RALExILA
A Blueprint Platform for Adult Learning Across Europe
April 2025 - July 2025
Key outcomes
• Fully clickable Figma prototype of the learner experience • Presented to policymakers from across Europe in Brussels • Sparked direct collaboration interest from Slovakia's Ministry of Education • UX review shaped the final published system model
The problem
EU countries handle adult learning very differently. Some have centralised digital registries, others have nothing. Funding ranges from vouchers to direct subsidies to employer co-financing. The RALExILA project (EU-funded, 10 countries) set out to create a shared system model: a blueprint any country could adapt for their own adult learning platform.
The model defined what the platform should do: course discovery, provider management, Individual Learning Accounts for funding, skills tracking. But it was a dense technical specification. My job was to turn it into a tangible, interactive prototype that stakeholders could react to, and to validate whether the specs held up when translated into real UI.
My approach
Interrogating the specs before designing
I did a deep review of the system model, leaving dozens of inline comments questioning ambiguities and pushing back on scope. For example:
• The funding model described three entitlement types (money, vouchers, learning hours) but didn't address what happens when a user has a mix. I flagged this and proposed simplifying the UX by drawing a parallel to how Audible handles credits vs. cash: two clear payment paths, not an open-ended system.
• "Digital Credential Issuance" was listed as a feature, but building it would mean embedding an entirely separate product. I flagged it as out of scope and proposed working with external credentialing systems instead.
This review shaped the design direction before I drew a single screen. It also served as direct feedback for the spec author, and several of my observations made it into the final published system model.

Designing for flexibility across countries
This wasn't a product for one client, but rather a blueprint for countries with completely different policies. The funding module had to work whether a country uses vouchers (like Croatia), credits (like France), or something else entirely. I designed the entitlement and payment flows to be modular: same structure, swappable funding types.

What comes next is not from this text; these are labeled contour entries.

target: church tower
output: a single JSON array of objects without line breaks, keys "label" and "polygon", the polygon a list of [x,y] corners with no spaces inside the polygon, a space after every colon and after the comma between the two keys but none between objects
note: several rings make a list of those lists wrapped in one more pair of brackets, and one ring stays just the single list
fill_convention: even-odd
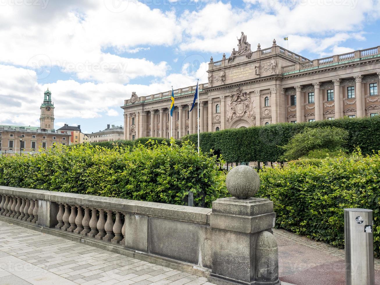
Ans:
[{"label": "church tower", "polygon": [[52,130],[54,128],[54,104],[51,101],[51,92],[49,88],[44,93],[45,97],[41,105],[41,116],[40,122],[41,129]]}]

Focusing on the learner journey
This covered course discovery and filtering, course comparison, enrolment, funding/entitlement usage, credential storage, and profile management.

The Solution
The Figma prototype is a fully interactive walkthrough of the learner experience. Some of the key decisions were:
A funding system users can understand
The ILA section shows available balance, funding sources, and transaction history. When enrolling, the user sees clearly which funding applies and what's out-of-pocket. Kept simple and linear despite the underlying complexity.

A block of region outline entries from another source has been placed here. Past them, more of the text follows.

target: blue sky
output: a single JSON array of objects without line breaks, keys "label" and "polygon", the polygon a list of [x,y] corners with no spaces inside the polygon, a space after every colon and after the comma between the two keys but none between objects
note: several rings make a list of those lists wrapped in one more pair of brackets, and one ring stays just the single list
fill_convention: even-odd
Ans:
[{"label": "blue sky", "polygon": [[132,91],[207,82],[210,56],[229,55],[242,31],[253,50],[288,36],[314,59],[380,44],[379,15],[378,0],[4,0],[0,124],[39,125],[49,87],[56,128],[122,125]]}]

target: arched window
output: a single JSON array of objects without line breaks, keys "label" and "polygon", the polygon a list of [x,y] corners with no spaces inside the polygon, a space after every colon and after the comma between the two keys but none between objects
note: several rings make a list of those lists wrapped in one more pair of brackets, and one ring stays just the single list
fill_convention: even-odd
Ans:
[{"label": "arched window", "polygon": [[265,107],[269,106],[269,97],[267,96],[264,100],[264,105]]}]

Course discovery that handles extreme variety
Courses in this system range from formal university programmes to informal community workshops, all in the same interface. The filtering system had to accommodate topic, provider, format (online/in-person/blended), EQF level, funding eligibility, and location, while still feeling straightforward for users who may have low digital literacy.
Clean, brandable UI
Since this could theoretically be whitelabelled by different countries, the design stays neutral and component-based, easy to reskin without rebuilding.

The Outcome
I presented the full prototype at the RALExILA conference in Brussels, a 15-minute live walkthrough for policymakers, ministry representatives, and adult education experts.
After the presentation, a representative from Slovakia's Ministry of Education approached me saying they were actively building something similar and wanted to collaborate. That validated that the prototype successfully bridged the gap between abstract policy specs and concrete product thinking.